I went to reach for my purse, but came up with a handful of air. “Oh, no, I don't.” It was the second time I reached for my purse, which wasn't there. The first was to hand the ER intake worker my insurance card. Luckily, they already had my insurance information from my recent late-in-life tonsillectomy.

“Don't worry, Trixie. I'll get us some takeout. Trust me.” ACB slammed the door.

Yikes. We were headed for jail as sure as snow was falling.

The heat was on full blast in the big, empty van, but I still shivered. I closed my eyes for just a moment, and when I opened them, I saw my friend Antoinette Chloe Brown riding the mechanical bull in the window.

I could hear her yeehaws and laughter over the blasting heat and the highway noise. A couple of street people who were camping next to the highway in boxes and crates came to investigate.

“Someone being stabbed?” I heard one ask the other.

“I think it's that lady in the muumuu riding the bull. She's certainly enjoying herself.”

My friend's orange muumuu with various green palm trees covering it was hiked up almost to her waist. Not a good look for her, or anyone, for that matter. Her rhinestone flip-flops caught the glint of the overhead lights surrounding the bull. I had to get her out of there, or we'd never get home.

I rolled down my window, and gave the horn a little tap. “Excuse me, sir.”

One of the men pointed at himself, and I nodded. He came over to my side of the van.

“I just came from the hospital, and I have a cast, and it's hard to walk. Would you mind going in there and telling my friend”—I pointed to ACB in the window—“to come to the van, please?”

“My apologies, but I'm banned from going in there.”

“What about your friend?”

He looked at the man standing not four inches from the window, looking at ACB. “He is also not welcome.
The owner said that we couldn't stare at the gals in those little . . . ahem . . .
shorty shorts
 . . . because we were making them uncomfortable.” He pointed at ACB, who seemed to be going for another eight seconds. “But that there's a real woman.”

“Would you pound on the window then, and yell to her to that Trixie wants her?”

“Who's Trixie?”

“I am.”

“Oh. Okay.”

They both pounded on the window, got ACB's attention, and pointed to me sitting in the car. Reluctantly, she waved to me and slid down from the bull as her muumuu slid up.

Yikes.

I could hear the crowd hoot and holler, and Antoinette Chloe grinned and waved.

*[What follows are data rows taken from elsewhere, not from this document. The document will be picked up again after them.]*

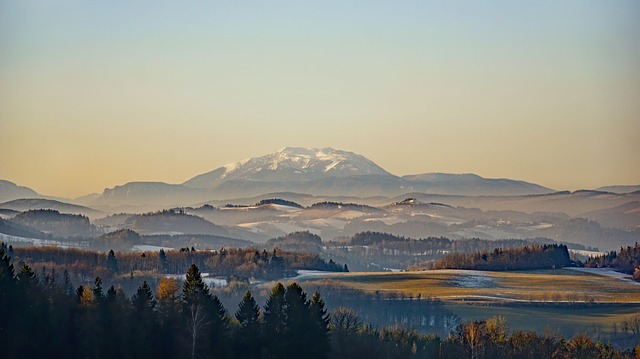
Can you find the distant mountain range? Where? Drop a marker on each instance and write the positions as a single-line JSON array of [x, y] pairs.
[[10, 191], [316, 172], [22, 205], [324, 171]]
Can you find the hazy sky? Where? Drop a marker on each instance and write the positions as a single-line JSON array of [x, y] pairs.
[[95, 94]]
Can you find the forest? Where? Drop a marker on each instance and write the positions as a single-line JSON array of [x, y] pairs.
[[50, 318], [364, 249], [243, 263], [626, 261], [523, 258]]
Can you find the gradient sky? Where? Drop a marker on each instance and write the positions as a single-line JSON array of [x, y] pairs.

Whatever I was given in the hospital for pain and nausea was beginning to wear off. My body ached, my head was throbbing and my leg felt like I was dragging an anvil. I was hungry enough to search the pockets of my jacket for stray, lint-covered Tic Tacs.

I found only one.

Again, I was feeling sorry for myself. At least I wasn't living in a box by the highway in the middle of winter like my two friends who were staring at a platinum blond woman with a red sequined blouse and “shorty shorts” now riding the bull.

I looked up at the hospital I'd just left. It was sprawled
on top of a hill overlooking Syracuse and glowing like a lighthouse in the crisp, dark night. I was much luckier than most of the people in that hospital, too.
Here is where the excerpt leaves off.